社会人の時に観た映画1976年「男はつらいよ夕焼け小焼け」

 私はこの「」男はつらいよシリーズ」の中でもこの作品は好きな部類に入ります。とにかく小気味よい演出なのです。キネ旬でもたぶん2位と高評価された作品です。
 この映画のテンポに良さは多分にマドンナ役の太地喜和子のキップの良さの影響だとも思われますが、中々の出来映えでした。また、宇野重吉の好演も映画の奥行きを作りました。無銭飲食をしそうになった老人がまさか日本を代表する画家とは知らず、騒動をする有様や、画用紙に落書きのような絵を描いたのが、大金に変わる様などが、まるで良くできた落語のような展開をする様子などが描かれていきます。その画家と地方で再会する様などは実に良くできたものでした。その地方が夕焼け小焼けで有名なたつの市などはご当地紹介場面の教科書のような出来映えでした。そこで芸者をしているのが太地喜和子で全くお似合いでした。男気があって、キップがよい。情にもろくてお人好しというところなど彼女にぴったりであんじょう騙されてしまう。そこで立ち上がるのが寅次郎だが、とんちんかんな問答と持ち前の行動力で最後は目出度しとなるのだが、画家も粋なことをするものでラストはちゃんと締めてしまいます。

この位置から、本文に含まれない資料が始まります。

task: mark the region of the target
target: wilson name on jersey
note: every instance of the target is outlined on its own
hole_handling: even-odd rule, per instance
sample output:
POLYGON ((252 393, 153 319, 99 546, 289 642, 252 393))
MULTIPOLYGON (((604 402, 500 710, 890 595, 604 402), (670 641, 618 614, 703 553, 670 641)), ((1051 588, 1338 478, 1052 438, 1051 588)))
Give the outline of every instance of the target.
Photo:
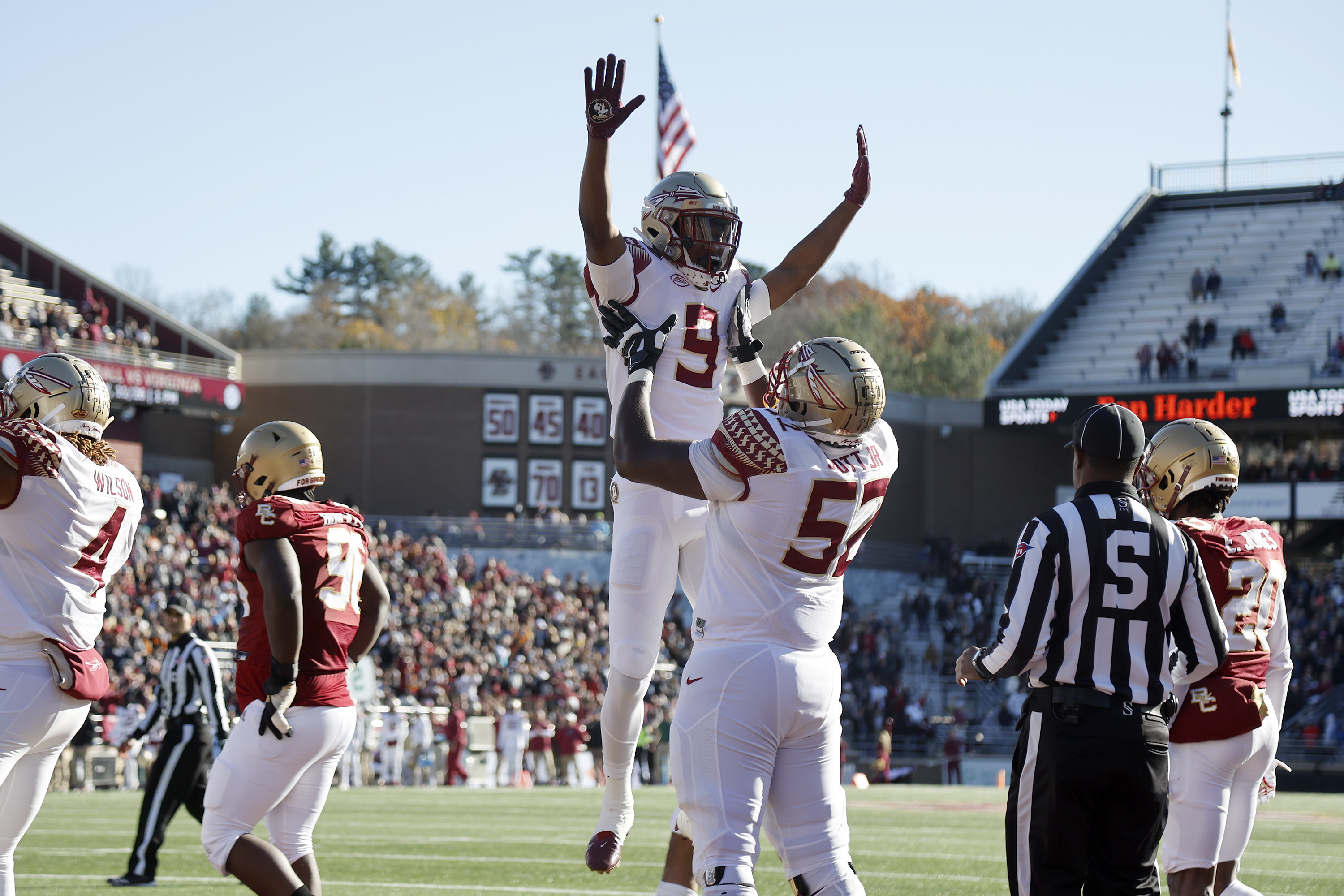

 この頃の寅さんシリーズは年に2本こなすのに大変だったと思われますが、女優もまだ供給にまだあったし、次は誰だろうと予想するのも楽しみでもありました。女優のほうも選ばれるのが楽しみだったと思います。人によって違いはあると思いますが、ますます山田監督も円熟味が増して来る頃だとおもわれます。
ラストシーンの絵を送られた時のぼたんの嬉しそうな顔が想い浮かびます。それはまさに緋牡丹の鮮やかな絵でした。
 私はこの作品が好きです。でも惜しい女優を失ったものです。今生きていたら大女優になっていたことでしょう。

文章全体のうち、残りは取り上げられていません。